L'Ethiopie annonce de nouvelles restrictions dans le cadre de l'état d'urgence

La chancelière allemande Angela Merkel, à gauche, est accueillie par le Premier ministre Hailemariam Desalegn, à Addis Abeba, Ethiopie, le 11 octobre 2016.

Le gouvernement éthiopien a annoncé une trentaine de mesures dans le cadre de l'état d'urgence décrété le 9 octobre, imposant notamment de sévères restrictions pour les déplacements dans le pays et interdisant la consultation de certains médias d'opposition basés à l'étranger.

Selon une liste publiée dimanche soir par le "poste de commande" instauré par l'état d'urgence et relayée par les médias locaux, les autorités ont instauré de larges "zones rouges" le long des frontières et autour des grands axes routiers, dans lesquelles les déplacements sont sévèrement contrôlés.

Les diplomates étrangers basés en Ethiopie ont par ailleurs interdiction de se déplacer au-delà d'un périmètre de 40 km autour de la capitale Addis Abeba, sauf autorisation spéciale.

Les autorités éthiopiennes ont décrété le 9 octobre l'état d'urgence pour une durée de six mois, pour tenter de juguler un violent mouvement de contestation antigouvernementale sans précédent depuis un quart de siècle, dont la répression a déjà fait des centaines de victimes, selon les organisations de défense des droits de l'homme.

"C'est un état d'urgence et il faut s'attendre à des mesures répressives", a déclaré à l'AFP sous couvert d'anonymat un diplomate occidental basé à Addis Abeba.

"Mais nous attendons aussi une ouverture de l'espace politique pour l'opposition comme annoncé par le président au Parlement", a-t-il ajouté.
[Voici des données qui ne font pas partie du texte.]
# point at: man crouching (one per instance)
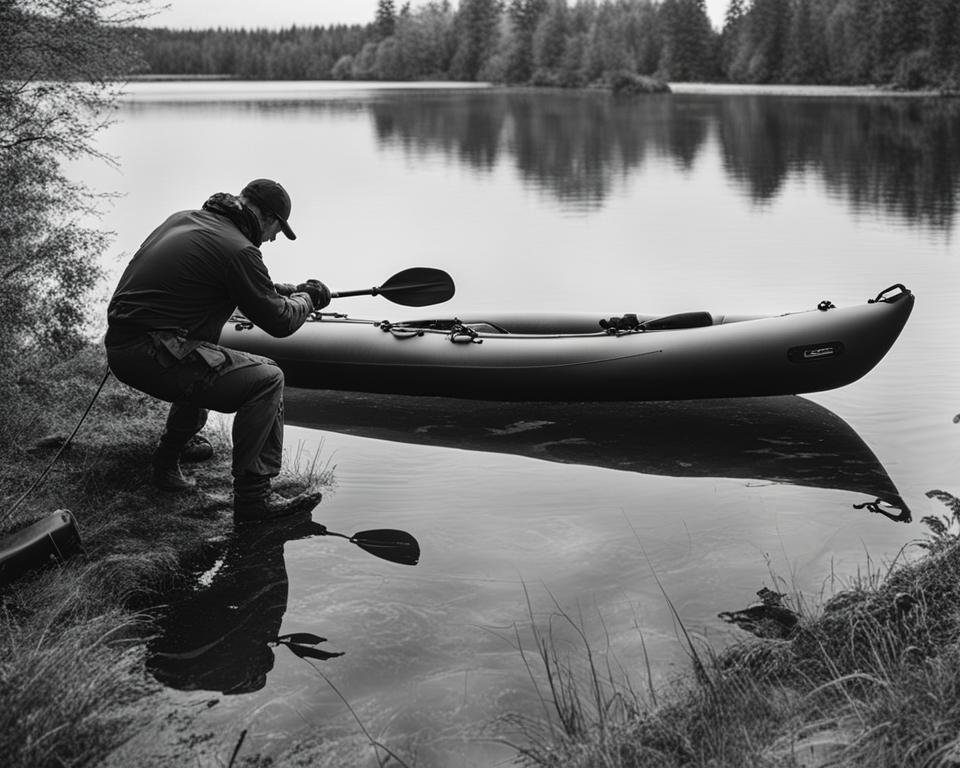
(164, 321)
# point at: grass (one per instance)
(872, 678)
(73, 685)
(869, 678)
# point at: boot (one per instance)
(254, 503)
(166, 472)
(197, 449)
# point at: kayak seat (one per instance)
(678, 321)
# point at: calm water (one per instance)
(744, 202)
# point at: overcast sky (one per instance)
(284, 13)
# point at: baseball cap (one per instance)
(272, 199)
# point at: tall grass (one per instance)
(872, 678)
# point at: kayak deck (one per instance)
(575, 357)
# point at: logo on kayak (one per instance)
(812, 352)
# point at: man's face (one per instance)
(271, 230)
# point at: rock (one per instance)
(769, 618)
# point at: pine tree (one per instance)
(806, 57)
(477, 25)
(386, 19)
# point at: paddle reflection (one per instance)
(774, 439)
(220, 635)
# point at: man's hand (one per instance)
(318, 292)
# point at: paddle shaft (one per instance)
(378, 291)
(414, 287)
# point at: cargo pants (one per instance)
(198, 376)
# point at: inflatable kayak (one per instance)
(582, 357)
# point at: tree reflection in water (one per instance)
(893, 155)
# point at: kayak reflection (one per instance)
(220, 635)
(787, 439)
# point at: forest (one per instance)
(907, 44)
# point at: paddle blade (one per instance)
(395, 546)
(418, 287)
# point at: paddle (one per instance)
(386, 543)
(414, 287)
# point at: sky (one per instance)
(203, 14)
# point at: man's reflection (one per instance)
(218, 637)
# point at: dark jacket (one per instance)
(190, 275)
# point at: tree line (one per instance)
(906, 43)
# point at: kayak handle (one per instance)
(883, 297)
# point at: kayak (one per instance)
(587, 357)
(782, 440)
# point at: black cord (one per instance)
(56, 456)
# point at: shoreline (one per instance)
(897, 628)
(675, 88)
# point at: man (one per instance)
(164, 321)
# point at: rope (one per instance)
(40, 479)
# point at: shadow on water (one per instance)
(220, 634)
(788, 440)
(895, 156)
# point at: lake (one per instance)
(730, 200)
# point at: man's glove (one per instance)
(318, 292)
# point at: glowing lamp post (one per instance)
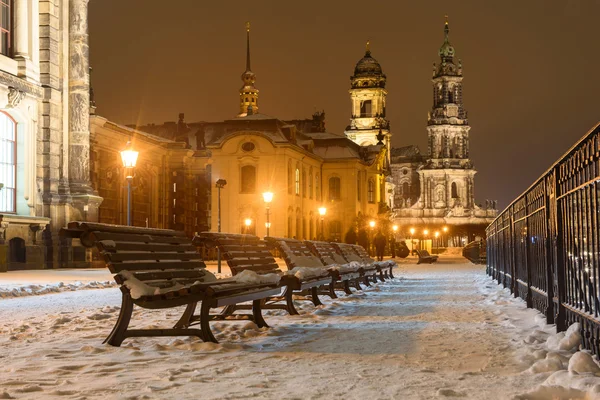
(220, 184)
(268, 198)
(322, 212)
(129, 157)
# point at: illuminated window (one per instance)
(248, 179)
(8, 164)
(365, 109)
(335, 188)
(371, 191)
(454, 191)
(6, 28)
(310, 184)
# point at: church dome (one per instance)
(367, 66)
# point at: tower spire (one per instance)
(248, 46)
(248, 92)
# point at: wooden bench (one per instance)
(249, 252)
(425, 257)
(297, 253)
(164, 265)
(350, 254)
(383, 272)
(330, 254)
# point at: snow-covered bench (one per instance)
(297, 254)
(330, 255)
(160, 268)
(425, 257)
(384, 267)
(349, 252)
(249, 252)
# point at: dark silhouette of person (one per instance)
(379, 241)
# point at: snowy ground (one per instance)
(440, 331)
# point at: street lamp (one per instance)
(322, 212)
(268, 198)
(129, 158)
(220, 185)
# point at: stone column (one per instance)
(79, 98)
(85, 202)
(21, 18)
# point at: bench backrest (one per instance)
(295, 252)
(242, 252)
(159, 257)
(347, 251)
(326, 252)
(362, 253)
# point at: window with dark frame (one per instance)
(248, 179)
(8, 164)
(6, 28)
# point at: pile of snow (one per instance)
(307, 272)
(35, 290)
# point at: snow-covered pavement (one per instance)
(436, 331)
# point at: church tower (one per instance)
(248, 92)
(368, 97)
(447, 177)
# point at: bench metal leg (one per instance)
(315, 296)
(207, 335)
(186, 318)
(119, 332)
(257, 313)
(291, 309)
(331, 289)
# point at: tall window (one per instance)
(8, 164)
(310, 184)
(454, 191)
(303, 183)
(6, 27)
(248, 179)
(335, 188)
(371, 191)
(290, 178)
(365, 109)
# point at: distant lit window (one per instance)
(8, 164)
(248, 173)
(335, 189)
(371, 191)
(6, 27)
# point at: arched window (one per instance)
(8, 164)
(303, 182)
(248, 179)
(290, 178)
(310, 184)
(371, 191)
(6, 28)
(335, 188)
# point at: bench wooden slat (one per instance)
(135, 256)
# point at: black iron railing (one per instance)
(545, 246)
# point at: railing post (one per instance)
(549, 198)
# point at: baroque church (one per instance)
(60, 160)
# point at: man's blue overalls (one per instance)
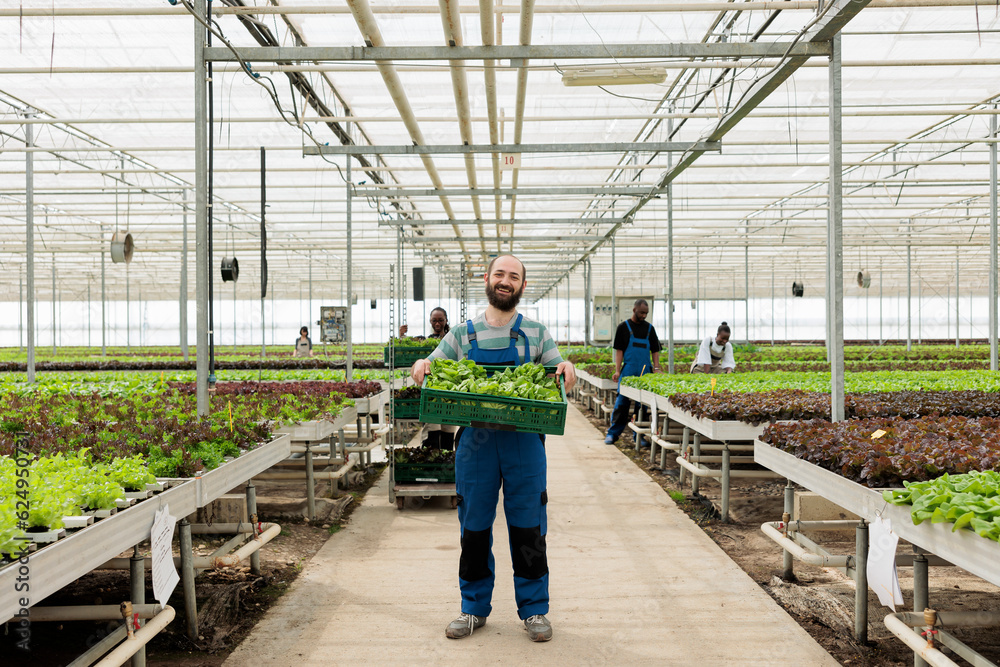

Or, "ce n'est pas ce à quoi nous assistons pour le moment".

Les directives imposent également des restrictions dans l'accès aux médias. Il est désormais illégal de consulter ou de diffuser sur les réseaux sociaux les informations données par deux médias d'opposition basés aux Etats-Unis, Ethiopian Satellite Radio and Television (ESAT) et Oromo Media Network (OMN).

Les partis politiques se voient par ailleurs interdits de "faire des déclarations à la presse pouvant inciter à la violence".

La liste publiée inclut également un couvre-feu entre 18h00 et 06h00 autour d'"intérêts économiques" stratégiques tels que les usines, fermes agricoles et institutions gouvernementales. Plusieurs entreprises étrangères ont été prises pour cible par les manifestants au cours des dernières semaines.

Vendredi, un journaliste de l'AFP a été arrêté et brièvement emmené au poste de police alors qu'il se trouvait dans le cadre de son travail dans une zone industrielle de Sebeta, au sud-ouest d'Addis Abeba.

"Nous redoutons que les autorités éthiopiennes utilisent les moindres prétextes pour empêcher les journalistes étrangers de faire leur travail durant l'état d'urgence", a déclaré lundi Will Davison, président de l'Association de la presse étrangère, un regroupement informel de correspondants étrangers basés en Ethiopie.

M. Davison a affirmé ne pas savoir si les journalistes étrangers seront encore autorisés à interviewer et citer les activistes et politiciens de l'opposition, et dit attendre des "clarifications" à ce sujet de la part des autorités.

L'internet mobile est par ailleurs coupé depuis près de trois semaines dans la majeure partie du pays, y compris à Addis Abeba. Une mesure déjà appliquée depuis plusieurs mois dans les régions oromo et amhara, en proie à un violent mouvement de contestation antigouvernementale.

Oromo et Ahmara représentent les deux principales ethnies du pays et forment plus de 60% de la population en Ethiopie. Les contestataires dénoncent la domination sans partage de la coalition au pouvoir depuis 25 ans et ce qu'ils estiment être une sur-représentation de la minorité des Tigréens aux postes-clés au sein du gouvernement et des forces de sécurité.